Le 7 octobre 1760 (avril 1761).

Gotzkowsky vient, mon cher marquis, de me rendre votre lettre. Ne soyez pas en peine de ma bonne ville de Berlin; on a pourvu à tout, et les bourgeois ne seront molestés en rien.a Je voudrais qu'on pût terminer de même des affaires plus importantes qui m'inquiètent. Cependant nous venons de prendre encore un colonel, cent hommes et quatre canons aux cercles. Ils sont à présent entièrement expulsés de la Saxe. Nos hussards ont fait des merveilles. Ces petits succès, mon cher marquis, font que je m'applique ce proverbe latin : Maximus in minimis et minimus in maximis.b L'expédition de la Hesse échoue, et nous nous applaudissons beaucoup d'une centaine de galeux et de quelques coulevrines que nous avons pris. Nos nouvelles levées vont assez bien. Reste à savoir si le Du Moulin en a menti en Suède, ou s'il y a dit vrai. S'il a menti, moi, à la tête de mes décrotteurs, de mes ramoneurs de cheminée, de mes larrons de bataillons francs, je me battrai comme un preux chevalier.
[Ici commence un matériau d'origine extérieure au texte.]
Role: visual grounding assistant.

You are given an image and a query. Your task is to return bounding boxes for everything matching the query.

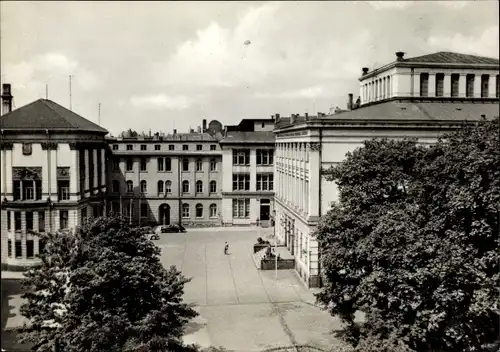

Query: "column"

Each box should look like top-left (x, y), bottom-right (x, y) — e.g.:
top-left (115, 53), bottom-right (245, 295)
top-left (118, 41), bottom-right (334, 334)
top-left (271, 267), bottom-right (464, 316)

top-left (33, 211), bottom-right (39, 256)
top-left (55, 210), bottom-right (60, 231)
top-left (50, 149), bottom-right (57, 196)
top-left (5, 150), bottom-right (13, 197)
top-left (84, 149), bottom-right (90, 196)
top-left (250, 149), bottom-right (257, 192)
top-left (443, 74), bottom-right (451, 97)
top-left (488, 75), bottom-right (496, 98)
top-left (459, 74), bottom-right (466, 98)
top-left (70, 149), bottom-right (79, 196)
top-left (428, 73), bottom-right (436, 97)
top-left (308, 142), bottom-right (320, 217)
top-left (473, 74), bottom-right (482, 98)
top-left (21, 211), bottom-right (27, 259)
top-left (100, 148), bottom-right (106, 190)
top-left (93, 149), bottom-right (99, 193)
Si Du Moulin a dit vrai, j'écrirai sur mon épée : Point homicide ne seras,c et je m'en retournerai à ma charrue comme Quinctius Cincinnatus. Avouez, marquis, qu'un petit trait d'érudition et quelques mots latins donnent de la grâce au style. Un ignorant se pâme d'aise lorsqu'il peut se donner un air scientifique. Quand je suis assez heureux que d'accrocher quelque passage latin, je compare aussitôt mes lettres à celles d'Algarotti,d et


a Le Roi paya lui-même, pour soulager sa capitale, cette contribution, qui était de deux millions. Voyez, aux archives de la ville de Berlin, sa lettre au conseiller intime Kircheisen, président de la ville, en date de Meissen, 7 avril 1761.

b Voyez ci-dessus, p. 217.

c Voyez t. III, p. 15.

d Voyez t. XVIII, p. 54, 62, 72, 76, etc.